Un vide à la place du coeur

Par Krri

de Alicia Giménez Bartlett

Un meurtre horrible a été commis dans le quartier de Gracia à Barcelone, et l’arme du crime est le Glock de l’inspectrice Petra Delicado.

Non, Petra n’a pas rejoint le camp des truands. Elle s’est juste fait voler son pistolet, et de la manière la plus bête qui soit en allant aux toilettes dans un centre commercial. Une gamine à l’agilité étonnante a réussi à subtiliser le sac que sa propriétaire avait suspendu à une patère et a décampé. Unique témoin du vol, Marina est également une petite fille que l’inspectrice sollicite pour passer en revue des photos de mineures fichées, dans l’espoir d’identifier la voleuse.

Elle reconnaît sans hésitation une fillette roumaine qui a transité par un centre d’accueil. Une question demeure : le vol du pistolet de Petra était-il fortuit ou délibéré ? L’enquête sur le crime de Gracia, elle, piétine. La seule piste pour Petra et son adjoint Garzon est un atelier de confection dans lequel travaillent des ouvrières, roumaines elles aussi. Cet atelier s’est déjà trouvé dans le collimateur de la police pour une affaire de pornographie enfantine ; cette fois pourtant, impossible de trouver la moindre trace d’activité criminelle.

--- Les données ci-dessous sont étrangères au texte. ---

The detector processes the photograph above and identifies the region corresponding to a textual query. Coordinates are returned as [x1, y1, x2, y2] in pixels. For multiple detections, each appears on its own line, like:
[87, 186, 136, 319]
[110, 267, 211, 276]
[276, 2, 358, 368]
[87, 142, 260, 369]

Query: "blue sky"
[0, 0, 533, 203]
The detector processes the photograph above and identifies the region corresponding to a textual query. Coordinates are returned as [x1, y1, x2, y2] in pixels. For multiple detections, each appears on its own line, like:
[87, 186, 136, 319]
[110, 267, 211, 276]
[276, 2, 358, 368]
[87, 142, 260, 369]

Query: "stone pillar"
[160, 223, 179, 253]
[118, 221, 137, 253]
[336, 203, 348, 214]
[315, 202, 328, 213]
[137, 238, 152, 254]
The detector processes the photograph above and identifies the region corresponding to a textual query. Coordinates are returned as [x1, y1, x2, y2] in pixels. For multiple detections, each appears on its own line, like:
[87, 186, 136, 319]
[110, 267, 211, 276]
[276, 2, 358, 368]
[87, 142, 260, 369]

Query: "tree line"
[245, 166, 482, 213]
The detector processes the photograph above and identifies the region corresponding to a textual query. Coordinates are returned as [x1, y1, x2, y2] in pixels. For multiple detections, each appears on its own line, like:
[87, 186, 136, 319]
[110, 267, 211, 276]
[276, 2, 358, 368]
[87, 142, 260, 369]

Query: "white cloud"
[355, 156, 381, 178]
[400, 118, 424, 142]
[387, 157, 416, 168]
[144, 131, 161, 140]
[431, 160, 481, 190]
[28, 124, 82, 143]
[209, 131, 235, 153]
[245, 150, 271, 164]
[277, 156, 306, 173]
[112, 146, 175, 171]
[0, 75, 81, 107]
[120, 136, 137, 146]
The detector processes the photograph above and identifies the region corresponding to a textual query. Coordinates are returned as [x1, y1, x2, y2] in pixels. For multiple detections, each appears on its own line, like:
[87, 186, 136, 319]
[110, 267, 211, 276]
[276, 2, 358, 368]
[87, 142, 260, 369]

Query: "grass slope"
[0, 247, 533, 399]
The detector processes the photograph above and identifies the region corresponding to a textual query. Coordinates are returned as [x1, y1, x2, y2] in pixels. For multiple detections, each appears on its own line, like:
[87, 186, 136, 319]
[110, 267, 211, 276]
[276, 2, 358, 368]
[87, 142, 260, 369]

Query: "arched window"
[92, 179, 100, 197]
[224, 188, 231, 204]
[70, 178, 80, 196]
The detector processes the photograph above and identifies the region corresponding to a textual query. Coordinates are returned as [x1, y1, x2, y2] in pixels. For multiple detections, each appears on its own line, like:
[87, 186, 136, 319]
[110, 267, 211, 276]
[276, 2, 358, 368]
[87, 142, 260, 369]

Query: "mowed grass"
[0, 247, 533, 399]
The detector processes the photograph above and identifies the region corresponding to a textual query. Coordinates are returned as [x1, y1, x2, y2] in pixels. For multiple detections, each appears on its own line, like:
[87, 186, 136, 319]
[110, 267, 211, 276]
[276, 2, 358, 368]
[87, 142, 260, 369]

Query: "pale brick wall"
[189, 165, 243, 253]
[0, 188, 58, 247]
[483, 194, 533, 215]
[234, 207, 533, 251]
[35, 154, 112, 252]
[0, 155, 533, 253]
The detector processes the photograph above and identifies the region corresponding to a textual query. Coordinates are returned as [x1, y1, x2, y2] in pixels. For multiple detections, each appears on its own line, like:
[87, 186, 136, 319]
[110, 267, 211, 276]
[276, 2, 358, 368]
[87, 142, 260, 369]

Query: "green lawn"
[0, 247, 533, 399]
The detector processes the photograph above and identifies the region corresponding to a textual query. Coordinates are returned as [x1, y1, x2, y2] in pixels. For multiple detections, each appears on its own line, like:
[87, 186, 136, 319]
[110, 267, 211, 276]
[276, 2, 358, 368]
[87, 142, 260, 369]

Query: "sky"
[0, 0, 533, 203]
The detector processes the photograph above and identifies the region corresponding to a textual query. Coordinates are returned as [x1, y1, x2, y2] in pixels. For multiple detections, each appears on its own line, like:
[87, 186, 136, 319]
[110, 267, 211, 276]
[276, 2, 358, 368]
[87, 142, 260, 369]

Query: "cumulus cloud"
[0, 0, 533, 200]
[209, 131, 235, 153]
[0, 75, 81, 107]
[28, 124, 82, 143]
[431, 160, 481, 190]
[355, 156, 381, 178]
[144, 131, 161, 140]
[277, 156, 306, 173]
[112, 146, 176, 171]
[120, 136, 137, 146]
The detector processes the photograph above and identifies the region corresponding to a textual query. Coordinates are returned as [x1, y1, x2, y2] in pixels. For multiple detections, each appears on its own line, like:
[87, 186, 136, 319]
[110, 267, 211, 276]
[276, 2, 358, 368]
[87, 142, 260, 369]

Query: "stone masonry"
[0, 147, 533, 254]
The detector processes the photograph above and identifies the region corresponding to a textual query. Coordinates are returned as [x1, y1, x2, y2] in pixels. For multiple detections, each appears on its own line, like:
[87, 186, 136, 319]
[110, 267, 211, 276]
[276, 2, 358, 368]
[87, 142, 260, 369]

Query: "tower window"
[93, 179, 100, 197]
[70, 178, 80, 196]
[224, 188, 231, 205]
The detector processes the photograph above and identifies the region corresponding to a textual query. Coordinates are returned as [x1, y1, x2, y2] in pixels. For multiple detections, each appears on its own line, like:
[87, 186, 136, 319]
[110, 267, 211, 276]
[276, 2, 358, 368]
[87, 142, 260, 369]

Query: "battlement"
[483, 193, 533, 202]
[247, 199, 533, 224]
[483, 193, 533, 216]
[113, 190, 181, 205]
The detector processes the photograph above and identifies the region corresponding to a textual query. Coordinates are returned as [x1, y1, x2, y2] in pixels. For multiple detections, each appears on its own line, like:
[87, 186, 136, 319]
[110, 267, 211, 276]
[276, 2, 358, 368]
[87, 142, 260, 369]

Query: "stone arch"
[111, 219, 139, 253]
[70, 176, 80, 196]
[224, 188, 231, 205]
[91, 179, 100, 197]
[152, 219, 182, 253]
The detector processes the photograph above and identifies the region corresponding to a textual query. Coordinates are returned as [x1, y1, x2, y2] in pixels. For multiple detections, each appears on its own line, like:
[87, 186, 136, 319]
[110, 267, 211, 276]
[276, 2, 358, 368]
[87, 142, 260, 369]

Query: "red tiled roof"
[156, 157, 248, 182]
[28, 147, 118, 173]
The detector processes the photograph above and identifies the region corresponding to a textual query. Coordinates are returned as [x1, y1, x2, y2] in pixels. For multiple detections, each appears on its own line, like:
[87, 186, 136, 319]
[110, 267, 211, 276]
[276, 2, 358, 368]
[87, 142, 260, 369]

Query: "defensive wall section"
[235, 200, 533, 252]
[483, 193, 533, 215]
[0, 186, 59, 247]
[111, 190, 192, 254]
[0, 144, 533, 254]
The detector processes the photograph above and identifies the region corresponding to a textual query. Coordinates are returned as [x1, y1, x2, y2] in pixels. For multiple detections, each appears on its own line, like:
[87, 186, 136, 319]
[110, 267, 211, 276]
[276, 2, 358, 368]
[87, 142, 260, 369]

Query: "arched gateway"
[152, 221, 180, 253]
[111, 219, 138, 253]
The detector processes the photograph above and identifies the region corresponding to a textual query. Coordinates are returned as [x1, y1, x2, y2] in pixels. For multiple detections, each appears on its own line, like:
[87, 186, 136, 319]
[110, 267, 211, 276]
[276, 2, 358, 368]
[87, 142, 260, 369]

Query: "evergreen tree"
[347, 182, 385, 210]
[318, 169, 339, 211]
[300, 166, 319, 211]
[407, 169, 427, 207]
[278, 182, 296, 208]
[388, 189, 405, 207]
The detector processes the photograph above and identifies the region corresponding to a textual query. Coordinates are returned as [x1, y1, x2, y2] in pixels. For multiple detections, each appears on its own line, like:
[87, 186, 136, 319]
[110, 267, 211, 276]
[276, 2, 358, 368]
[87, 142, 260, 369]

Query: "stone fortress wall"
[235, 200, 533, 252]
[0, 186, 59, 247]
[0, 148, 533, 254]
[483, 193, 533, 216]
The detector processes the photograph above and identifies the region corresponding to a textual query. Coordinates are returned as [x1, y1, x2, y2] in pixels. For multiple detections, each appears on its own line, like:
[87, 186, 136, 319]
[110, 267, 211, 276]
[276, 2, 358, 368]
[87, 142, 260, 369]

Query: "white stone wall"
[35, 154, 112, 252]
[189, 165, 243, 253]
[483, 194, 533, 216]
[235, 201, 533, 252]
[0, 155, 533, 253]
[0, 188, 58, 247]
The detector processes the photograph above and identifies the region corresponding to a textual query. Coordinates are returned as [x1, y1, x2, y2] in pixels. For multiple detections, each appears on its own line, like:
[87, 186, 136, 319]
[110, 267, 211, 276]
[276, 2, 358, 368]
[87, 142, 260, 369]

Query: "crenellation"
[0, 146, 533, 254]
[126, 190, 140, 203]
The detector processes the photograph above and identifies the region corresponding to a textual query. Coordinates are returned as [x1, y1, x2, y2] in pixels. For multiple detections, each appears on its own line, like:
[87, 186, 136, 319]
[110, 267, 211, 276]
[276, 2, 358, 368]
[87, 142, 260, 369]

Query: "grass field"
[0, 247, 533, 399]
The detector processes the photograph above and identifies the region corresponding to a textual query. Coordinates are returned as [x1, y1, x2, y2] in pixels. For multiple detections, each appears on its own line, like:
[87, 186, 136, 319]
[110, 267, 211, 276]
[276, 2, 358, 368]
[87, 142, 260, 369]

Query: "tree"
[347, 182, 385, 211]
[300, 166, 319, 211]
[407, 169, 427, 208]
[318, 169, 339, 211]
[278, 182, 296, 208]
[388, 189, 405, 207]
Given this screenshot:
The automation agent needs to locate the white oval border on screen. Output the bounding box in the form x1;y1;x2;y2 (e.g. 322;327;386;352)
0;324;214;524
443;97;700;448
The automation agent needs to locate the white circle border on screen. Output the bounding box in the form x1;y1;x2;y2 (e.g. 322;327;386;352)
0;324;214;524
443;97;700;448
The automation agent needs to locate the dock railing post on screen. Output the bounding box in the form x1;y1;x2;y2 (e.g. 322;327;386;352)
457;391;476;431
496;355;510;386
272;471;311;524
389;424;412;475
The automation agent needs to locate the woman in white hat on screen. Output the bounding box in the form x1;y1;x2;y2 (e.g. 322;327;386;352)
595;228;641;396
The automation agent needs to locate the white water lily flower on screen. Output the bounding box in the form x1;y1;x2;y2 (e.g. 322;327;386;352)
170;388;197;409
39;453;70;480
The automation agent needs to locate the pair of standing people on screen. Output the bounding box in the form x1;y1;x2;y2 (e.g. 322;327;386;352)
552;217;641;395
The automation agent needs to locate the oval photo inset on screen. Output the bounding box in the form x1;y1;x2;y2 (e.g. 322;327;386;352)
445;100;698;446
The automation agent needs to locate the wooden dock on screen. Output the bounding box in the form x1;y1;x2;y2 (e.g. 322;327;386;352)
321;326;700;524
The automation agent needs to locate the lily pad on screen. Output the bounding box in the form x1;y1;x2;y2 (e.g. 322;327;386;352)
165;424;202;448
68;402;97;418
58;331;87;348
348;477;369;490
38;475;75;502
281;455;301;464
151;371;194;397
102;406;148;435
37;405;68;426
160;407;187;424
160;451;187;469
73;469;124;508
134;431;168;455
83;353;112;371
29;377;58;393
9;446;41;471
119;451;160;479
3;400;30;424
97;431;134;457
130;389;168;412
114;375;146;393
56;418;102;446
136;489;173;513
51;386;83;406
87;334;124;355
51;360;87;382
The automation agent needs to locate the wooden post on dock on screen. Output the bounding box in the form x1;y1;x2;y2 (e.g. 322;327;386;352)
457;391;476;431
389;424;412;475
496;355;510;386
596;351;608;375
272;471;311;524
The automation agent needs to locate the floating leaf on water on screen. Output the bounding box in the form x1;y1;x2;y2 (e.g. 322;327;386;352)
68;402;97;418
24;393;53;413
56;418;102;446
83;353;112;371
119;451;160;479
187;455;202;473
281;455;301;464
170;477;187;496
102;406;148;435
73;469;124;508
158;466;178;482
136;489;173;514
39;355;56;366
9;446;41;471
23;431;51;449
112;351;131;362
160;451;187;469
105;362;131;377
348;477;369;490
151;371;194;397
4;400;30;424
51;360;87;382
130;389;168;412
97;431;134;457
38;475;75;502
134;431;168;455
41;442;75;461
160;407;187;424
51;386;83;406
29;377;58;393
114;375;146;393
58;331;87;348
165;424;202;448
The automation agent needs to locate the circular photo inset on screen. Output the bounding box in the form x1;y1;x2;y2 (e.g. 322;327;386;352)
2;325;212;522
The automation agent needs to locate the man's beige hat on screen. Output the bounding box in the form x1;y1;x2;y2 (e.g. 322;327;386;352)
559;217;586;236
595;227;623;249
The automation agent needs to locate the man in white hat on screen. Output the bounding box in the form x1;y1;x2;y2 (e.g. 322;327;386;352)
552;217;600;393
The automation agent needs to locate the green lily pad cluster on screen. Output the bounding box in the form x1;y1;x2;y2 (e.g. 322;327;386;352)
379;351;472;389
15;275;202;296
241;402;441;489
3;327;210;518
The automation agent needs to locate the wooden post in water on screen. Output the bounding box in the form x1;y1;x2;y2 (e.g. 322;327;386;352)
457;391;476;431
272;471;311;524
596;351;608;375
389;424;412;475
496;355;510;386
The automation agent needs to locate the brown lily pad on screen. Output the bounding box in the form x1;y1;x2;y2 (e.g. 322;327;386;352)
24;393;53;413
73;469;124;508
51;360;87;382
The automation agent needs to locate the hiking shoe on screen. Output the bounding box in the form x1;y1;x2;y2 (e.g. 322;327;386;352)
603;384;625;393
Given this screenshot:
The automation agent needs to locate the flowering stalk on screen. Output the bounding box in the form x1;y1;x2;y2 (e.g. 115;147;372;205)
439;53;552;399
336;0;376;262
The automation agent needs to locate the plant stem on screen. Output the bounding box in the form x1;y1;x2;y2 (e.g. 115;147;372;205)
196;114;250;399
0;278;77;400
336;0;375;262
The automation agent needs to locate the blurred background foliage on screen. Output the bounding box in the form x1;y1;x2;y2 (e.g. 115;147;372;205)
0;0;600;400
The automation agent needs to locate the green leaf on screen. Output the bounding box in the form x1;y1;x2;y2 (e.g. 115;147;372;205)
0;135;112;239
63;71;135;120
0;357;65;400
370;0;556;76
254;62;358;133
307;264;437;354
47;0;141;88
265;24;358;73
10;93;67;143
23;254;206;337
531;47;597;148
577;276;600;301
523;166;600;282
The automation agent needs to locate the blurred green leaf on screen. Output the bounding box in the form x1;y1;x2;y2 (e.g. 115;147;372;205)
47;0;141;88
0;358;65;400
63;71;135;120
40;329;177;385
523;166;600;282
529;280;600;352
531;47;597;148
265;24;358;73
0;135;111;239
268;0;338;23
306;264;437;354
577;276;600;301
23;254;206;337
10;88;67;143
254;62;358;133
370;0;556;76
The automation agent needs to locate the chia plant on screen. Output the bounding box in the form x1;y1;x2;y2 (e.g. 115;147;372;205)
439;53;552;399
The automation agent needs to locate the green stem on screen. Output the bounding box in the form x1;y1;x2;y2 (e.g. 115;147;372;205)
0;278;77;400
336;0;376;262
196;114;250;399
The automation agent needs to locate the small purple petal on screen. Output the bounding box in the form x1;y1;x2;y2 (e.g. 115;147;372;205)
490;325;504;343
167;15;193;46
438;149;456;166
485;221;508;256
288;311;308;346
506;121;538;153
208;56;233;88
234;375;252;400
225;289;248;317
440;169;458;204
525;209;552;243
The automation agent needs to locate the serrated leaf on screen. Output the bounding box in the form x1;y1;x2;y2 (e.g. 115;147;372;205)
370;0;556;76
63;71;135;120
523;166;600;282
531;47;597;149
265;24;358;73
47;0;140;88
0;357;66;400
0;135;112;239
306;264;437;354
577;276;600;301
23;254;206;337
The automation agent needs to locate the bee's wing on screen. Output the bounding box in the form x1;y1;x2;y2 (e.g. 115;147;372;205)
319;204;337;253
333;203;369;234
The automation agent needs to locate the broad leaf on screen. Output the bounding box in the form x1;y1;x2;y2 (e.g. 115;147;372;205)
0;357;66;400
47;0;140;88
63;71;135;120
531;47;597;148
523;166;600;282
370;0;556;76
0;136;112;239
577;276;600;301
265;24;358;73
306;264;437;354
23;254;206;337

Jusqu’au jour où Petra décide de montrer aux ouvrières une photo d’enfant explicitement pornographique, prélevée dans les archives informatisées de la brigade des mœurs. Elle espère que cette vision choquante déliera les langues. Elle ne se trompe pas et c’est un abîme qui s’ouvre alors devant elle : un monde sordide où se mêlent clandestins, proxénètes, femmes victimes et mères indignes, enfance profanée et enfants assassins. Un monde si effroyable que la vie personnelle de Petra, ses convictions les plus intimes, vont s’en trouver bouleversées.

Editions RIVAGES

Comme dans ses romans précédents, Alicia Gimenez Bartlett imprime sa vision personnelle de la réalité contemporaine. Elle n’est pas la seule à traiter de thèmes aussi sombres que la pédophilie ou l’exploitation des clandestins, mais plutôt que de jouer la surenchère, elle passe ces graves questions au crible de la réflexion de son héroïne.
Au fil des romans – celui-ci est le septième -, les personnages se sont étoffés, ils ont pris une vie autonome, un peu à la manière de ceux de
Tony Hillerman, ce qui donne à la romancière la possibilité d’explorer les contradictions humaines en général, et celles de la société espagnole en particulier. A travers des sujets aussi variés que le mariage, le féminisme, l’aspiration à la solitude et les rapports de classe, Alicia Gimenez Bartlett tisse une œuvre qui pourrait passer pour légère, car l’humour y est un contrepoint essentiel, mais qui, entre les lignes, se teinte de gravité et de désenchantement.